Science

30 Years of Satellite Data Reveal Unexpectedly Bad News for the Ozone Layer

The holes at the poles are no longer our biggest concern.

NASA

In June 2016 scientists announced that there was evidence of the “first fingerprints of healing” in the ozone layer above Earth’s poles. This was great news: We need the ozone layer to absorb UV radiation from the Sun, and holes mean that radiation can pass through and damage the DNA of plants and animals. Closing them up meant we were finally doing something right for the environment.

On Tuesday, however, an international team of researchers scaled back the excitement with a grave announcement in Atmospheric Chemistry and Physics: Despite the progress at the poles, the swath of the ozone layer at lower latitudes — a region covering London, New York City, and Buenos Aires, and many other big cities — is not recovering. This huge stretch of the globe, they write, not only covers the most highly populated regions but also gets the most intense sunshine.

It is “not a good signal for skin cancer,” study co-author and Grantham Institute for Climate Change co-director Joanna Haigh, Ph.D., told The Guardian on Tuesday.

Ozone forms in the stratosphere and we live in the troposphere.

NASA

What’s most concerning is that the Haigh and her team don’t really know why recovery is stalling at lower latitudes.

“The finding of declining low-latitude ozone is surprising since our current best atmospheric circulation models do not predict this effect,” co-author William Ball, Ph.D., said in the statement. “Very short-lived substances could be the missing factor in these models.”

The success we’ve had at closing up the ozone holes at the poles has been attributed to the Montreal Protocol, a United Nations agreement passed in 1987 ordering the phase-out of chemicals called CFCs. These chemicals, found in refrigeration systems and aerosols, drift into the stratosphere, release chlorine, and destroy ozone, a highly reactive gas. It’s not clear why these interventions have had more success at the poles than at lower latitudes.

The researchers have some theories: One thing driving the continuous decline in ozone is that climate change is altering the pattern of atmospheric circulation, shifting ozone further away from tropical latitudes. Another possibility is that very short-lived substances (VLS), chemicals that are used as solvents, paint strippers, and degreasing agents, may also be destroying the ozone in the lower stratosphere.

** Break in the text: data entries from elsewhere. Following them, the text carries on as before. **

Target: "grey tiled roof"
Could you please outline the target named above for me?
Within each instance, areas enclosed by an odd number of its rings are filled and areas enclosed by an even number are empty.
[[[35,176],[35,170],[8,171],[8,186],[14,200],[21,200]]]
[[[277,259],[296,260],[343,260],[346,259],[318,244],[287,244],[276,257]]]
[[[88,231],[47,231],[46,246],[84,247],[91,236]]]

NASA's prediction for ozone concentration levels. 

NASA

The researchers noticed the slowly recovering areas after examining satellite data collected since 1985, which allowed them to create a 30-year record of atmospheric ozone and how it’s been measured over the years. Analysis of the ozone levels between the 60th parallels — as far north as Alaska and as far south as the bottom tip of Argentina — revealed impaired ozone recovery in those regions.

This bodes poorly for us humans, said Haigh, explaining in the statement that “the potential for harm in lower latitudes may actually be worse than at the poles” because in these regions UV radiation is more intense and more people live there.

The next step for the researchers is gathering more precise data on ozone decline and determining exactly what is driving the impaired ozone recovery. They might want to do so sooner rather than later: Budget threats to United States satellites that monitor the changing climate could seriously endanger the progress of their research.